Stéphan Muntaner, illustrateur et affichiste des Machines de l'île. — S.Muntaner - montage 20Minutes
  • Dans la série Trait Por-Trait20 Minutes suit le trait de crayon de onze dessinatrices, illustrateurs ou bédéastes dont l’œuvre s'ancre dans un territoire.
  • Stéphan Muntaner, 50 ans, est l'auteur des emblématiques affiches des Machines de l'île.
  • Installé à Marseille, ce touche-à-tout est attiré par de multiples projets.

Sa 53ème affiche, sa toute dernière, celle de « Noël aux Nefs 2020 », était prête. Elle restera finalement au placard en raison de l’annulation de l’événement festif, consécutive à la crise sanitaire. Qu’importe, les créations graphiques de Stéphan Muntaner, l’affichiste officiel des Machines de l’île, devraient une nouvelle fois s’offrir à la pelle au moment de Noël.
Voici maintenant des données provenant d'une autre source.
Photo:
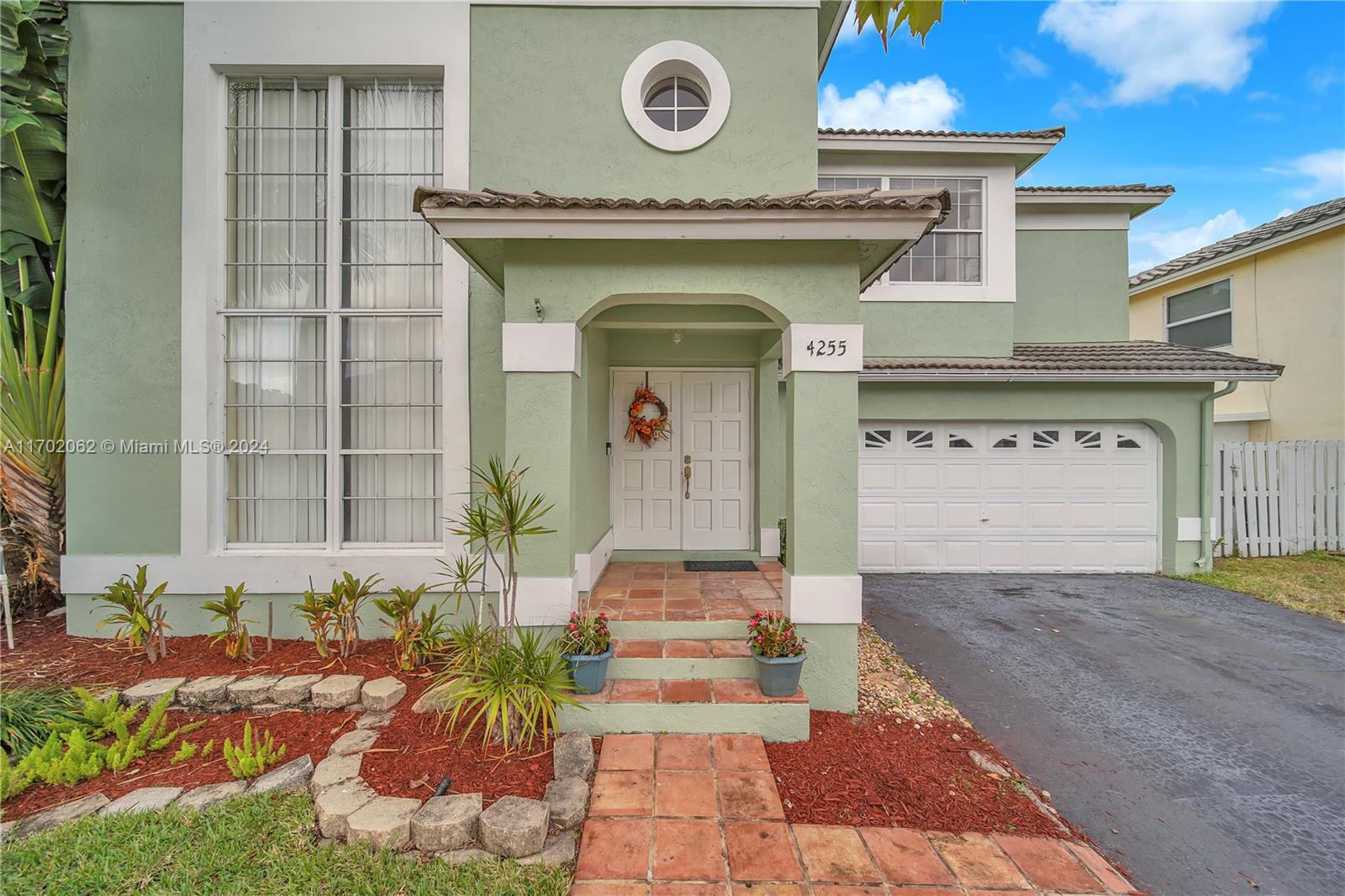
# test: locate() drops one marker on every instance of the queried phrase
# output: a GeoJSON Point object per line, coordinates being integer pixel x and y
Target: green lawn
{"type": "Point", "coordinates": [1311, 582]}
{"type": "Point", "coordinates": [251, 845]}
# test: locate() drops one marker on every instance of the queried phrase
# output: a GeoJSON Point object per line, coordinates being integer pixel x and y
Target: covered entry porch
{"type": "Point", "coordinates": [741, 315]}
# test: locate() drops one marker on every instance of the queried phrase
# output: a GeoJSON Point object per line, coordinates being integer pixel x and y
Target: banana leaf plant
{"type": "Point", "coordinates": [33, 262]}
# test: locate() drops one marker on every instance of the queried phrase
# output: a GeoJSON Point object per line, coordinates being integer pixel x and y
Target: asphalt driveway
{"type": "Point", "coordinates": [1196, 734]}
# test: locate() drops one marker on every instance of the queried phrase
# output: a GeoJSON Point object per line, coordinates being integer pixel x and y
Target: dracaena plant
{"type": "Point", "coordinates": [138, 613]}
{"type": "Point", "coordinates": [416, 636]}
{"type": "Point", "coordinates": [235, 634]}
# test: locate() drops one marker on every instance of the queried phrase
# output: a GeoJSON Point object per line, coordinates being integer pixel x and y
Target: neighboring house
{"type": "Point", "coordinates": [248, 266]}
{"type": "Point", "coordinates": [1274, 293]}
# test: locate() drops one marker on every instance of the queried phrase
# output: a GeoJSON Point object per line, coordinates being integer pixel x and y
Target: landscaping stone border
{"type": "Point", "coordinates": [451, 828]}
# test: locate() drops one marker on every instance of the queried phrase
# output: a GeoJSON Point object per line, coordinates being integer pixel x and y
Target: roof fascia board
{"type": "Point", "coordinates": [1064, 376]}
{"type": "Point", "coordinates": [833, 33]}
{"type": "Point", "coordinates": [1274, 242]}
{"type": "Point", "coordinates": [674, 224]}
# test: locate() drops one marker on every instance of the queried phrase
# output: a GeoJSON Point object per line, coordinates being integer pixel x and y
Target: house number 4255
{"type": "Point", "coordinates": [826, 347]}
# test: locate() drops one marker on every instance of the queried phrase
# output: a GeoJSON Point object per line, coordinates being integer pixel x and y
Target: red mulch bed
{"type": "Point", "coordinates": [302, 732]}
{"type": "Point", "coordinates": [414, 754]}
{"type": "Point", "coordinates": [873, 770]}
{"type": "Point", "coordinates": [45, 654]}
Depuis l’ouverture du site touristique et culturel nantais il y a 13 ans, elles se sont en effet écoulées à plusieurs dizaines de milliers d’exemplaires. « J’en ai même vu une dans un hôtel au Canada ! C’est super chouette. Le but ultime d’un travail de création, c’est que le public se l’approprie. Donc, forcément, c’est très valorisant », apprécie, sans fanfaronner, l’intéressé, 51 ans le mois prochain.

« Le nombre d’affiches qu’il y a chez les Nantais, dans les salons, dans les bureaux, c’est absolument incroyable, s’enthousiasme Pierre Oréfice, le directeur des Machines de l’île. Les dessins de Stéphan sont devenus un vrai média dans la ville. Il a sublimé ce récit des Machines en lui donnant sa propre interprétation. Et aujourd’hui son imaginaire fait partie intégrante de l’identité du site. »
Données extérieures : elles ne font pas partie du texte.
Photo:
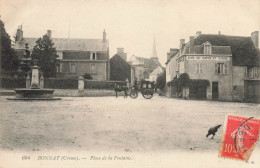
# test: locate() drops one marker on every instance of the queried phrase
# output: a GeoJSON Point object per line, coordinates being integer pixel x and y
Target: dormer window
{"type": "Point", "coordinates": [93, 56]}
{"type": "Point", "coordinates": [207, 48]}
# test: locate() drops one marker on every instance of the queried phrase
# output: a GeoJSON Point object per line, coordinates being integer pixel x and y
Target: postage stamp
{"type": "Point", "coordinates": [239, 137]}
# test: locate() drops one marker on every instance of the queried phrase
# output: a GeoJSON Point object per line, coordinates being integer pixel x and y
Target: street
{"type": "Point", "coordinates": [115, 124]}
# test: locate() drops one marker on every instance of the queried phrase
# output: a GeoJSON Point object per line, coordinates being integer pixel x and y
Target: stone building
{"type": "Point", "coordinates": [143, 67]}
{"type": "Point", "coordinates": [229, 63]}
{"type": "Point", "coordinates": [120, 70]}
{"type": "Point", "coordinates": [77, 56]}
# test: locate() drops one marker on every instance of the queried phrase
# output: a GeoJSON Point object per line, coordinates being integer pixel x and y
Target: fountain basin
{"type": "Point", "coordinates": [34, 94]}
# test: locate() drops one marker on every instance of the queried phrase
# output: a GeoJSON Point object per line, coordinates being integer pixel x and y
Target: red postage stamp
{"type": "Point", "coordinates": [239, 137]}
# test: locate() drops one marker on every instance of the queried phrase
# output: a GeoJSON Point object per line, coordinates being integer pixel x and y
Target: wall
{"type": "Point", "coordinates": [83, 67]}
{"type": "Point", "coordinates": [119, 69]}
{"type": "Point", "coordinates": [171, 72]}
{"type": "Point", "coordinates": [208, 73]}
{"type": "Point", "coordinates": [238, 83]}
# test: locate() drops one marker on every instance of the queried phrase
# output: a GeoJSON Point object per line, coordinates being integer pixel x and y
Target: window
{"type": "Point", "coordinates": [255, 72]}
{"type": "Point", "coordinates": [207, 48]}
{"type": "Point", "coordinates": [251, 72]}
{"type": "Point", "coordinates": [59, 55]}
{"type": "Point", "coordinates": [93, 68]}
{"type": "Point", "coordinates": [93, 56]}
{"type": "Point", "coordinates": [72, 68]}
{"type": "Point", "coordinates": [220, 68]}
{"type": "Point", "coordinates": [199, 68]}
{"type": "Point", "coordinates": [58, 68]}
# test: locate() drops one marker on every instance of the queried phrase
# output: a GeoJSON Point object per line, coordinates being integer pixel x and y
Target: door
{"type": "Point", "coordinates": [214, 90]}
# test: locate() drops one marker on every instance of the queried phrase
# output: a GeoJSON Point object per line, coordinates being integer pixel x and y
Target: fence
{"type": "Point", "coordinates": [12, 83]}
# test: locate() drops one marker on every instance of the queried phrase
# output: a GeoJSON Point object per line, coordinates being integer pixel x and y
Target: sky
{"type": "Point", "coordinates": [134, 24]}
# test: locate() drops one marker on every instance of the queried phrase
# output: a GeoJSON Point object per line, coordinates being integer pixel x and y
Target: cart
{"type": "Point", "coordinates": [146, 88]}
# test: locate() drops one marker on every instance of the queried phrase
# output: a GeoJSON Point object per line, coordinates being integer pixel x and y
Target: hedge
{"type": "Point", "coordinates": [93, 84]}
{"type": "Point", "coordinates": [57, 83]}
{"type": "Point", "coordinates": [12, 83]}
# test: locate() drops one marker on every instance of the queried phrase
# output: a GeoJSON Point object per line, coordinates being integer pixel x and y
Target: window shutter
{"type": "Point", "coordinates": [225, 68]}
{"type": "Point", "coordinates": [216, 68]}
{"type": "Point", "coordinates": [245, 72]}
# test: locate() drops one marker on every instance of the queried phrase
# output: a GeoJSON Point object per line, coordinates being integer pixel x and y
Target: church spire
{"type": "Point", "coordinates": [154, 54]}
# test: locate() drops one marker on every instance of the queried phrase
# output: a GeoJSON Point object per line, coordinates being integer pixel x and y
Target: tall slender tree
{"type": "Point", "coordinates": [9, 59]}
{"type": "Point", "coordinates": [44, 54]}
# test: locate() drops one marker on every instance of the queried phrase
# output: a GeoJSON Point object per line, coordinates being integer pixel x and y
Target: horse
{"type": "Point", "coordinates": [118, 88]}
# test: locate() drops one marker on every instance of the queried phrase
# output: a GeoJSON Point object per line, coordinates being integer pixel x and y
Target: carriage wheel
{"type": "Point", "coordinates": [148, 94]}
{"type": "Point", "coordinates": [133, 94]}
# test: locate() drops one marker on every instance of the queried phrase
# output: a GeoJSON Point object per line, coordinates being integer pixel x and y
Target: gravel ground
{"type": "Point", "coordinates": [107, 123]}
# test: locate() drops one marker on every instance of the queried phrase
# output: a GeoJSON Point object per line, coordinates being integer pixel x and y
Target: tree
{"type": "Point", "coordinates": [161, 80]}
{"type": "Point", "coordinates": [9, 59]}
{"type": "Point", "coordinates": [45, 56]}
{"type": "Point", "coordinates": [87, 76]}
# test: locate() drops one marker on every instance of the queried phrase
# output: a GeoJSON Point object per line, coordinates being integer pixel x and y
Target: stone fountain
{"type": "Point", "coordinates": [34, 92]}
De Marseille à l’île de Nantes

S’il revendique s’inspirer un peu de l’univers de Jules Verne, c’est bien depuis Marseille, sa ville de toujours, à 900 km de l’île de Nantes, que Stéphan Muntaner élabore ses illustrations. C’est aussi là-bas qu’il rencontra Pierre Oréfice en 2002. « Le feeling est très bien passé. Pierre m’a recontacté cinq ans plus tard pour me proposer de travailler avec eux sur le projet des Machines. Depuis, je fais entièrement partie de l’aventure, en qualité de coauteur. C’est d’ailleurs une singularité. »
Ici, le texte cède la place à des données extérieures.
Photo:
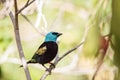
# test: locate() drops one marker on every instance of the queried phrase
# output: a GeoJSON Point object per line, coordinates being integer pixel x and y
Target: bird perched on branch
{"type": "Point", "coordinates": [47, 50]}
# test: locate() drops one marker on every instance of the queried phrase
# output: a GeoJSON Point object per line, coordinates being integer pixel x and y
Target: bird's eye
{"type": "Point", "coordinates": [54, 33]}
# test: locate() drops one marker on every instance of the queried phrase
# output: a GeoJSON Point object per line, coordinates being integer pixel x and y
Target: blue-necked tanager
{"type": "Point", "coordinates": [47, 50]}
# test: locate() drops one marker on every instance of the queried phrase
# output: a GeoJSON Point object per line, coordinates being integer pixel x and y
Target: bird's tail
{"type": "Point", "coordinates": [27, 63]}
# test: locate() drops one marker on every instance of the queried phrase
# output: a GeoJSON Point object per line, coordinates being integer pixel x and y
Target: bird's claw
{"type": "Point", "coordinates": [49, 70]}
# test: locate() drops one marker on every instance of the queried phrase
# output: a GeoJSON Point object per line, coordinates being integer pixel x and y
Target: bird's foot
{"type": "Point", "coordinates": [52, 65]}
{"type": "Point", "coordinates": [49, 70]}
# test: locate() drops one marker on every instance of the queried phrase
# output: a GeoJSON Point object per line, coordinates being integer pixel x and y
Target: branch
{"type": "Point", "coordinates": [26, 5]}
{"type": "Point", "coordinates": [51, 67]}
{"type": "Point", "coordinates": [18, 41]}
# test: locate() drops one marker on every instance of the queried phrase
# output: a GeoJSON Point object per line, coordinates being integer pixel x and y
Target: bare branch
{"type": "Point", "coordinates": [17, 37]}
{"type": "Point", "coordinates": [26, 5]}
{"type": "Point", "coordinates": [58, 59]}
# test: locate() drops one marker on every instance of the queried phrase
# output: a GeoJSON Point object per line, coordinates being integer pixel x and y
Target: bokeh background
{"type": "Point", "coordinates": [78, 20]}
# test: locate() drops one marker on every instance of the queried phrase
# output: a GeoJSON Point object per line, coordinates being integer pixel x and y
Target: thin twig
{"type": "Point", "coordinates": [18, 41]}
{"type": "Point", "coordinates": [58, 59]}
{"type": "Point", "coordinates": [26, 5]}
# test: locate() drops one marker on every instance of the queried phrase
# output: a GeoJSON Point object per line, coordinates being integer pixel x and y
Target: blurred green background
{"type": "Point", "coordinates": [72, 18]}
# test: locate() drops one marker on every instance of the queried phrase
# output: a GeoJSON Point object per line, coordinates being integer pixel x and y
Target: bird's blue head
{"type": "Point", "coordinates": [52, 36]}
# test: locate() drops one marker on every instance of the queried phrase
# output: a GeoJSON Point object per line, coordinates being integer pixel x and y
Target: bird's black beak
{"type": "Point", "coordinates": [59, 34]}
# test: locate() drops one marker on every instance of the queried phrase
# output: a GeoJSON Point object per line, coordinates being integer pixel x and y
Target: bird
{"type": "Point", "coordinates": [47, 51]}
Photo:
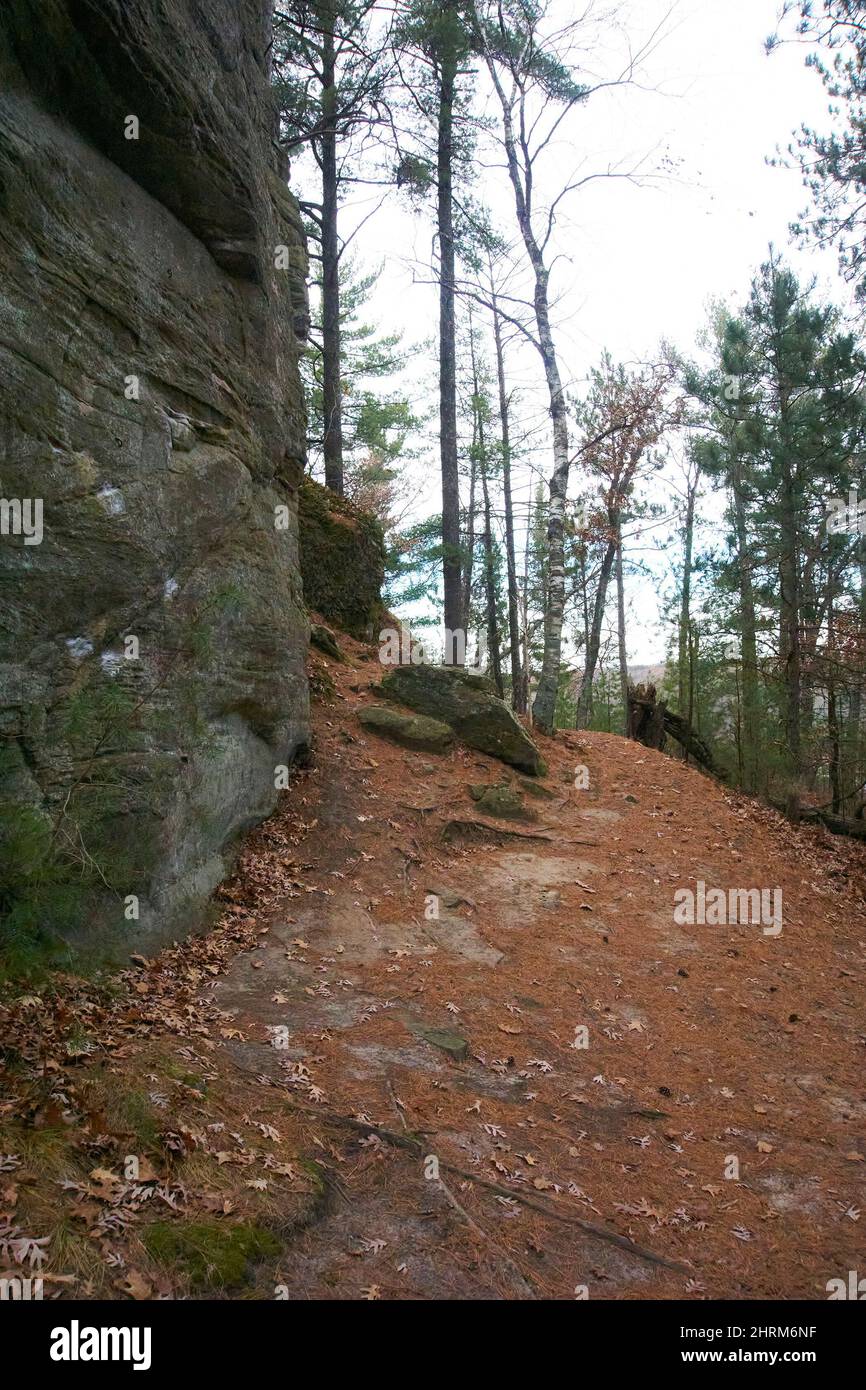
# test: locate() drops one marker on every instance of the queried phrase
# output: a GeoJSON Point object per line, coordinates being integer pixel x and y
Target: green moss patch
{"type": "Point", "coordinates": [209, 1254]}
Des affiches des Machines de l'île signées Stéphan Muntaner.
Des affiches des Machines de l'île signées Stéphan Muntaner. - J.Urbach/20Minutes

La distance n’affecte pas la collaboration. « On échange beaucoup, que ce soit avec Pierre ou François [Delarozière, coauteur des Machines]. Nos discussions peuvent aller vite quand il y a des éléments assez clairs à mettre en avant. D’autres fois, on débat pendant des heures. Mais il y a entre nous une confiance réciproque. » « On se téléphone au minimum deux fois par semaine, confirme Pierre Oréfice. C’est à chaque fois un plaisir de le voir ajouter sa patte à nos intentions. Le public nantais aime le côté rétro, très XIXe siècle, de ces affiches mais Stéphan sait aussi se réinventer. Sa palette est extrêmement riche. »

« Se renouveler, ce n’est pas toujours facile, admet celui qui commence toujours par un croquis au crayon avant de poursuivre sur ordinateur. Parfois il y a des moments de flottements et puis ça jaillit d’un coup. Au fil des ans, on n’a pas toujours les mêmes envies esthétiques non plus. »

Il a travaillé pour IAM, l’OM, Découflé…

Il faut dire que Stéphan Muntaner a bien d’autres projets en tête. L’illustrateur, fan de l’architecte Rudy Ricciotti et de l’artiste  Wim Delvoye, est du genre touche-à-tout. Au point d’enfiler le costume de photographe, scénographe, designer, plasticien. « J’aime bien le mélange des genres, passer d’un truc à l’autre. Parfois dans la même journée. C’est pareil pour mes lectures, le cinéma ou la musique. »

Une curiosité qui l’amène à travailler pour une marque de vins ou de bijoux, à dessiner le packaging de cosmétiques, à concevoir des pochettes de disques, à travailler pour Découflé, à préparer une expo sur la Guerre 1914-18, à imaginer des happenings, à créer des symboles urbains pour la ville de Marseille… « J’ai souvent plus de libertés avec des commanditaires privés qu’avec des acteurs publics où il faut en passer par des validations à n’en plus finir. La technocratie culturelle tue le plaisir. »

Ses expériences les plus marquantes ? « Les photos de début de saison de l’Olympique de Marseille en 20024-2005. J’ai tenté de nouvelles poses, de casser les codes. C’était assez drôle. » Et puis il y a sa collaboration avec IAM en 1997 pour la pochette de L’Ecole du micro d’argent, un « album mythique », le plus vendu de l'histoire du rap français, un « souvenir marquant ».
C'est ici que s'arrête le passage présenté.